それはそれで有難いが、それはそれで悲しい。

落ち込んだ私のペンが速度を落とし、大佐に怒られたのはまた別の話。









悲しみに明け暮れて夜。
もうお店も殆ど閉まっており、今や開いてるのは酒場だけ。
私は遅めの夕飯と共に、やけ酒を煽っていた。

「うう……、なんで将軍いないのぉ……」

チョコを用意出来たわけではないが、こんな日に会えないのは寂しすぎる。
今年こそチョコを理由に告白出来たかもしれないというのに。
そう考えると思わず涙が込み上げてきた。

カウンターに座って酒場のマスターに軽く絡んでいると、ふいにカランと来客を告げる鐘が鳴った。

「こんばんは……、って、あれ? アイラス少佐?」
「しょ、将軍!?」

声を聴いて驚いて振り向けば、そこには請い求めていた彼がいた。
私は驚きから固まっていると、将軍は自然と私の隣に腰を下ろした。

「こんな時間にどうしたんだい? 珍しいね」
「え、えっと……、その、書類が片付かなくて…。将軍こそどうして?演習中だったんじゃ」
「陛下に先ほど呼ばれて戻ってきたんだ。

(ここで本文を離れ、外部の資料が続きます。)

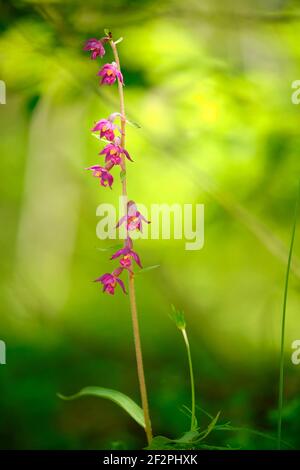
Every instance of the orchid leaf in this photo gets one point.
(134, 124)
(148, 268)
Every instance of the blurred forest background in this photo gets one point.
(210, 83)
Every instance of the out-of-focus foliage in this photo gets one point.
(210, 83)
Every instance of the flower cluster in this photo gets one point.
(126, 255)
(114, 154)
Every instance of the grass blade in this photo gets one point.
(283, 321)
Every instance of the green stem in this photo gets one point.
(283, 321)
(188, 349)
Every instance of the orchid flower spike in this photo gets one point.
(110, 73)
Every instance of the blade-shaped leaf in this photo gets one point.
(134, 410)
(148, 268)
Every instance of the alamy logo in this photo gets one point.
(181, 222)
(2, 352)
(2, 92)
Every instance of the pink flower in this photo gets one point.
(96, 47)
(106, 179)
(133, 218)
(113, 154)
(110, 73)
(127, 254)
(106, 129)
(110, 281)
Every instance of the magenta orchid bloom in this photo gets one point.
(106, 129)
(127, 254)
(113, 154)
(133, 218)
(106, 179)
(96, 47)
(109, 74)
(110, 281)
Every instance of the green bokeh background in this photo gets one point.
(210, 83)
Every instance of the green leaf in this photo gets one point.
(161, 443)
(123, 175)
(178, 317)
(119, 398)
(188, 437)
(149, 268)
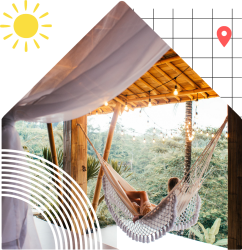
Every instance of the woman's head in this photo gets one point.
(172, 183)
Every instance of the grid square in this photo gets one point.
(182, 28)
(209, 81)
(223, 86)
(189, 62)
(183, 47)
(222, 67)
(220, 51)
(163, 27)
(169, 42)
(202, 47)
(149, 21)
(227, 101)
(203, 67)
(217, 23)
(202, 28)
(237, 87)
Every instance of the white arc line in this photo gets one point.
(73, 188)
(44, 201)
(31, 176)
(32, 204)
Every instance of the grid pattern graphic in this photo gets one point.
(195, 40)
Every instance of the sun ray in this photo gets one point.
(37, 46)
(6, 37)
(44, 15)
(15, 7)
(15, 44)
(26, 47)
(7, 15)
(5, 25)
(44, 36)
(46, 25)
(25, 5)
(36, 7)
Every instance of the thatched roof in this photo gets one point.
(158, 84)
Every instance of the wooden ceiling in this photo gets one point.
(158, 84)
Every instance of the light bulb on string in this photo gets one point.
(175, 91)
(126, 106)
(149, 105)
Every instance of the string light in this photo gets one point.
(149, 105)
(175, 91)
(126, 106)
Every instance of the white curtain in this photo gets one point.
(118, 50)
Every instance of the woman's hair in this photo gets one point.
(172, 183)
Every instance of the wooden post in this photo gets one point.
(105, 157)
(54, 155)
(234, 180)
(79, 161)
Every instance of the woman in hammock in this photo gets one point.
(141, 201)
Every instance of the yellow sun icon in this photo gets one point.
(26, 25)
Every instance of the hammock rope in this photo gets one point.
(179, 210)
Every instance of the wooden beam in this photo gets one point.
(140, 89)
(79, 163)
(54, 155)
(182, 93)
(155, 91)
(105, 157)
(184, 76)
(234, 180)
(123, 103)
(171, 59)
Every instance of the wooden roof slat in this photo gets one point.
(182, 93)
(184, 75)
(154, 90)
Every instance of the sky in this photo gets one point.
(211, 113)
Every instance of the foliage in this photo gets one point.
(209, 234)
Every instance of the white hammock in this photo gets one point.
(179, 210)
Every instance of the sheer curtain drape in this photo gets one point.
(118, 50)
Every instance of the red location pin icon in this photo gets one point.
(224, 34)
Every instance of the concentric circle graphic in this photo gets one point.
(27, 179)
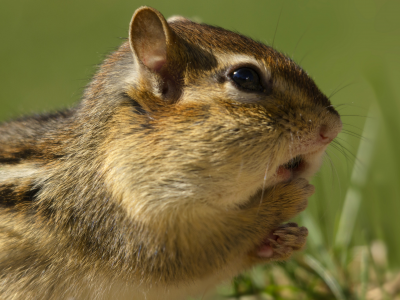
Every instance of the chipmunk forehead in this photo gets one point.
(231, 47)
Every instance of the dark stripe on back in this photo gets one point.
(12, 195)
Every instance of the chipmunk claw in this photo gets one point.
(286, 239)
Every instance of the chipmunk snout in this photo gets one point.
(328, 133)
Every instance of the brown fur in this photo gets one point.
(164, 177)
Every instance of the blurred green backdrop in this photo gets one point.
(49, 50)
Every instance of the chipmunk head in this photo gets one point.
(222, 115)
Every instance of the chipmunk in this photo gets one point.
(191, 148)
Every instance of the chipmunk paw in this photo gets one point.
(282, 242)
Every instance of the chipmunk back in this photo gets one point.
(191, 147)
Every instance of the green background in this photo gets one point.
(50, 49)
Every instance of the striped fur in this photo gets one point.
(161, 182)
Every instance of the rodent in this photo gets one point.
(191, 147)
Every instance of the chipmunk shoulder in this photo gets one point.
(191, 148)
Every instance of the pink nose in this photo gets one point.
(327, 134)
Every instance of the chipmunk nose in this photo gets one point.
(327, 134)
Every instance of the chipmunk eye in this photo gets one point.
(247, 79)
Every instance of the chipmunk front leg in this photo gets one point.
(286, 200)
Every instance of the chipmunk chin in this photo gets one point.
(292, 169)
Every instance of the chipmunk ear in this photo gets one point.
(156, 47)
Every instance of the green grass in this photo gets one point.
(49, 50)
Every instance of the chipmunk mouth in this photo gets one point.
(293, 168)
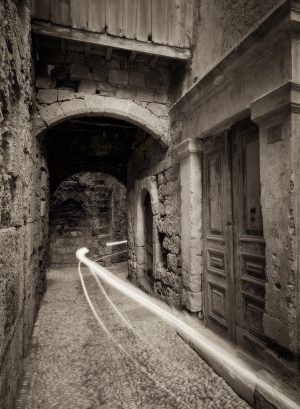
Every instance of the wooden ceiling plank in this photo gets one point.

明日の朝には帰らなきゃいけないけどね」

困ったように笑いながら将軍はそう言うが、私の中では陛下の株がぐぐっと上がった。
ありがとうございます、陛下! 何の用事か知らないけど、昼間心の中で思いっきり罵ってしまってごめんなさいっ!

思わず笑みがこぼれてしまうのをググっと耐えて、私は身嗜みを整えようと指で髪を梳く。
すると、将軍が小さく声を漏らしたのにちらりと視線を向けた。

「そういえば、今日はバレンタインだったね」
「ふぇっ!? は、はいっ! そ、そうですね……」

知っていた。
いや、当たり前なんですけどね!
でも、チョコを結局用意しておらず、私としては出来れば知らないでいてほしかった!
会えたことは嬉しいけど、渡すものが何もないことに私はしょぼんと肩を落としていると将軍が何やらマスターへと声をかける。
二人の会話は耳に届かず、万が一にでも会えた可能性を考えて用意しておくべきだったと今更悔やんでしまう。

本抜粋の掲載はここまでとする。